Liverpool were not playing particularly well at 0-0 in their vital Champions League playoff, with Simon Mignolet’s penalty save keeping the match goalless, when they won a free-kick 30 yards from goal.
Alexander-Arnold’s prowess from dead ball situations has been showcased many times for the Reds’ U23s, but this was a Champions League game.
In the eyes of many, he was the least likely player to take the free-kick, but Klopp had informed him that he was on set-piece duty. An ordinary 18-year-old is not given that task, when the likes of Roberto Firmino, Jordan Henderson, Emre Can and Alberto Moreno are also around to stand over the ball.
What followed was an inch-perfect strike reminiscent of Luis Suarez’s beauty at Goodison Park in 2013/14, and a star was officially born.

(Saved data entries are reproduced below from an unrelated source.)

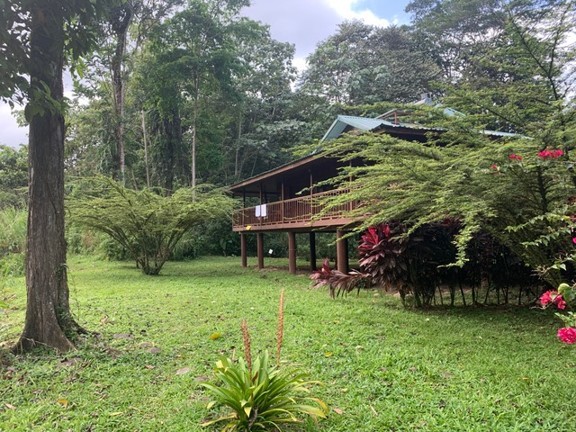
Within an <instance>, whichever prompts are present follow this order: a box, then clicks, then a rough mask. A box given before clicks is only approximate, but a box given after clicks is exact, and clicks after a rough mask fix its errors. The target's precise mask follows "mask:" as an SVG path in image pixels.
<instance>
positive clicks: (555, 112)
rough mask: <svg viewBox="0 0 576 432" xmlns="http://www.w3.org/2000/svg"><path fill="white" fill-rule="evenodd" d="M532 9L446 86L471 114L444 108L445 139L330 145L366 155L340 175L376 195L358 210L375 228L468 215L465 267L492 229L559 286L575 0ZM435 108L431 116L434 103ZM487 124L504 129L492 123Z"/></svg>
mask: <svg viewBox="0 0 576 432" xmlns="http://www.w3.org/2000/svg"><path fill="white" fill-rule="evenodd" d="M521 6H522V7H519V5H518V4H513V5H510V7H507V8H506V9H505V17H506V22H505V25H504V26H503V30H502V31H501V32H500V33H499V34H498V37H496V38H495V39H494V41H493V50H491V51H490V52H479V53H478V55H470V56H469V57H468V60H467V61H468V62H469V64H468V66H467V70H476V71H483V73H481V74H480V76H479V77H474V76H469V75H468V73H465V74H462V75H461V77H460V79H459V80H458V82H457V83H456V85H453V86H451V87H447V88H446V89H447V92H448V94H449V97H447V98H445V99H444V101H445V102H446V103H448V104H449V105H450V106H453V107H454V108H456V109H459V110H460V111H462V112H465V113H467V115H453V116H450V117H449V118H447V119H446V120H445V123H442V122H441V121H440V120H439V119H438V117H437V123H436V124H432V126H434V127H436V128H438V127H439V126H444V128H443V129H436V130H437V131H438V130H443V131H444V132H443V133H441V134H438V135H440V139H439V142H438V143H439V144H441V145H436V146H435V145H430V144H428V145H422V144H420V143H410V142H406V141H401V140H398V139H395V138H391V137H389V136H383V135H374V136H360V137H347V138H345V139H343V140H341V141H339V142H335V143H333V145H330V144H326V147H327V148H329V150H328V151H330V152H333V153H332V154H337V155H340V156H341V157H343V158H345V160H355V159H356V160H357V159H363V160H364V161H366V162H367V163H366V164H365V165H364V164H362V166H356V167H350V168H345V169H344V170H343V172H342V174H341V177H340V179H339V180H340V181H341V182H342V184H343V185H345V186H346V188H347V189H348V188H349V189H351V190H352V191H353V192H351V194H350V195H348V196H347V197H346V198H345V200H350V199H354V200H358V201H359V202H362V203H365V205H364V207H362V208H361V209H359V210H358V212H357V213H356V216H359V217H364V216H365V215H366V214H369V215H370V218H367V219H364V220H365V224H364V227H366V226H368V225H370V224H375V223H379V222H382V221H404V222H406V223H407V224H408V225H409V226H410V227H411V229H416V228H418V227H419V226H422V225H425V224H429V223H434V222H438V221H442V220H445V219H446V218H454V219H457V220H458V221H459V222H460V224H461V230H460V233H459V235H458V237H457V239H456V241H457V243H458V246H459V251H460V255H459V257H458V261H459V264H463V263H464V262H465V261H466V251H467V246H468V245H469V242H470V240H471V239H472V238H473V237H474V234H475V233H478V232H480V231H483V232H488V233H490V234H491V235H492V236H493V237H494V238H496V239H497V240H498V241H499V242H500V243H501V244H504V245H506V246H507V247H508V248H510V249H511V250H512V251H513V252H514V253H515V254H516V255H517V256H518V257H520V258H521V259H522V260H523V261H524V263H526V264H527V265H528V266H530V267H531V269H532V270H534V271H538V272H541V274H542V276H543V278H544V279H545V280H546V281H547V282H548V283H550V284H551V285H552V286H554V285H556V286H557V284H558V283H559V282H561V281H562V280H561V277H562V276H563V275H561V274H560V272H559V271H558V269H560V268H562V265H565V264H566V261H573V260H574V257H575V255H576V254H575V253H574V246H573V244H572V237H573V230H574V220H573V214H574V213H575V211H576V209H575V202H574V198H573V197H574V196H575V194H576V176H575V175H574V171H573V164H574V161H575V157H574V145H573V137H574V136H575V134H576V110H575V109H574V94H576V87H575V85H576V79H575V78H576V65H575V64H574V61H573V59H574V58H576V50H575V48H574V45H573V44H572V43H570V40H571V38H572V37H573V27H572V24H573V23H574V21H575V19H576V8H575V2H574V0H563V1H560V2H555V4H554V5H553V7H546V6H545V5H543V4H540V3H538V4H535V3H529V2H523V3H522V5H521ZM435 111H436V112H437V113H442V110H438V109H436V110H435ZM425 114H427V115H426V116H422V117H421V118H423V119H425V118H432V117H431V114H434V110H432V111H431V112H426V113H425ZM487 124H488V125H491V127H494V128H496V127H497V128H498V130H499V132H489V131H486V125H487ZM511 131H513V132H516V134H510V133H507V132H511ZM438 173H442V175H441V176H439V175H438ZM350 178H352V179H353V180H352V182H349V179H350ZM336 202H337V200H332V204H336Z"/></svg>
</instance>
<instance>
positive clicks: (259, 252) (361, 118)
mask: <svg viewBox="0 0 576 432" xmlns="http://www.w3.org/2000/svg"><path fill="white" fill-rule="evenodd" d="M401 118H402V113H401V112H399V111H397V110H393V111H389V112H387V113H385V114H383V115H381V116H379V117H376V118H367V117H357V116H344V115H339V116H338V117H337V118H336V120H335V121H334V122H333V123H332V125H331V126H330V128H329V129H328V131H327V132H326V134H325V135H324V137H323V138H322V140H321V142H322V141H326V140H331V139H336V138H338V137H339V136H341V135H342V134H345V133H363V132H374V133H385V134H388V135H390V136H393V137H396V138H401V139H405V140H409V141H418V142H425V141H426V140H427V134H428V133H430V132H433V129H430V128H427V127H423V126H420V125H417V124H409V123H403V122H402V121H401ZM341 164H342V162H340V161H339V160H337V159H334V158H327V157H324V156H321V155H319V154H312V155H309V156H306V157H303V158H301V159H298V160H295V161H293V162H290V163H288V164H286V165H283V166H280V167H278V168H275V169H273V170H270V171H268V172H264V173H262V174H259V175H257V176H254V177H252V178H249V179H246V180H244V181H241V182H239V183H236V184H234V185H232V186H231V187H230V191H231V193H232V194H234V195H235V196H237V197H239V198H241V199H242V202H243V206H242V208H241V209H240V210H238V211H237V212H236V213H235V214H234V218H233V227H232V229H233V230H234V231H235V232H238V233H239V234H240V248H241V260H242V266H244V267H246V266H247V255H246V243H247V242H246V238H247V236H249V235H255V236H256V245H257V258H258V268H263V267H264V250H265V234H266V233H269V232H285V233H286V234H287V236H288V261H289V271H290V272H291V273H295V272H296V239H297V234H298V235H299V238H302V237H303V236H302V234H303V235H306V237H307V241H308V242H309V244H310V267H311V270H315V269H316V261H317V257H316V237H315V236H316V233H317V232H332V233H335V235H336V267H337V269H338V270H339V271H342V272H347V271H348V266H349V263H348V246H347V239H346V237H345V234H346V232H347V231H349V230H350V229H351V228H353V226H354V224H355V223H356V222H357V221H355V220H353V219H350V218H349V217H347V213H348V211H349V210H352V209H354V208H356V207H357V206H358V205H359V204H360V203H357V202H348V203H345V204H342V205H341V206H339V207H337V208H333V209H331V210H330V211H329V212H321V211H322V210H323V209H322V207H321V205H320V204H319V203H318V198H321V197H325V196H326V195H334V194H337V193H341V192H338V191H336V190H333V189H329V188H327V187H326V186H318V185H319V184H321V183H322V182H324V181H325V180H328V179H330V178H333V177H335V176H336V174H337V172H338V169H339V168H340V167H341Z"/></svg>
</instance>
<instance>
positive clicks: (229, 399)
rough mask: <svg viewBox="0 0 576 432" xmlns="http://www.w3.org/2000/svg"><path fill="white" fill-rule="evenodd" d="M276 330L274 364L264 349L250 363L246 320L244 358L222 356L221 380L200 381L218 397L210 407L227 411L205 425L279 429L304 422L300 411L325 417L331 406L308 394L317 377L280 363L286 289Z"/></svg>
mask: <svg viewBox="0 0 576 432" xmlns="http://www.w3.org/2000/svg"><path fill="white" fill-rule="evenodd" d="M278 315H279V316H278V328H277V331H276V345H277V346H276V356H277V358H276V362H275V364H274V362H271V361H270V356H269V354H268V351H264V352H262V353H261V354H259V355H258V356H256V358H255V359H254V361H252V354H251V343H250V333H249V331H248V325H247V324H246V321H242V326H241V328H242V336H243V343H244V356H245V358H242V357H240V358H239V359H238V360H237V361H233V360H232V359H229V358H226V357H223V358H221V359H220V360H219V361H218V362H217V363H216V368H215V375H216V378H217V380H218V381H219V382H218V384H210V383H202V385H203V386H204V387H205V388H206V389H207V390H208V391H209V392H210V393H212V396H213V397H214V400H213V401H212V402H210V403H209V404H208V408H209V409H211V408H213V407H226V408H228V409H229V412H228V413H226V414H224V415H223V416H221V417H218V418H216V419H214V420H209V421H206V422H204V423H203V424H202V426H210V425H214V424H219V423H224V426H223V428H222V429H221V430H222V431H227V432H231V431H267V430H274V431H281V430H282V429H281V428H280V425H282V424H291V423H300V422H301V421H302V420H301V419H300V418H299V417H300V416H302V415H308V416H311V417H313V418H314V419H317V418H324V417H326V413H327V412H328V407H327V406H326V404H325V403H324V402H323V401H322V400H320V399H318V398H315V397H311V396H310V386H311V385H313V384H317V383H318V382H317V381H310V380H308V375H307V374H305V373H304V372H302V371H300V370H298V369H296V368H281V367H280V352H281V347H282V341H283V330H284V292H283V291H282V293H281V295H280V307H279V314H278Z"/></svg>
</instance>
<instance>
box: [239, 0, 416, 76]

Alexander-Arnold wheeled away in delight before being mobbed by his teammates, and it was remarkable to think that a player of such tender years had played such a key role in a huge match for both sides.
Without his input, you wonder how things may have panned out against Julian Nagelsmann’s side, with Liverpool’s defensive issues still there for all to see.
Alexander-Arnold was very good throughout the night, barring his rather slack involvement for Hoffenheim’s late goal, with Klopp describing him after the game as “an incredible young player.”
The English media are the very worst at building up a young player then slaughtering him when a few poor performances happen, so I am very wary of putting too much pressure on the West Derby-born starlet.
There will be blips along the way, as there is with any emerging footballer, but if he doesn’t become a key man as the years progress, no Liverpool youngster will.
Alexander-Arnold is as mature an 18-year-old as the Reds have had in many years, perhaps even before the reckless teenage Gerrard, and should serious injury be avoided, an exceptional career awaits. He has everything in his locker to become a hero at Anfield, whether it be technique, attitude, athleticism or influence.
Clyne has every reason to feel concerned about getting his place back in the side, and with midfield still Alexander-Arnold’s preferred role, others further up the pitch may also be feeling a little nervy as well.
At the start of the season, bookies were offering very long odds on him making it into England’s 2018 World Cup squad next summer, but he is now just 8/1.
That looks well worth a punt on current evidence, with Liverpool’s new local favourite the type of player who will continue to make the headlines as the weeks and months pass.
What a superstar Liverpool have on their hands – he’s brought an end to my post-Robbie Threlfall trepidation, which sums up how special he is.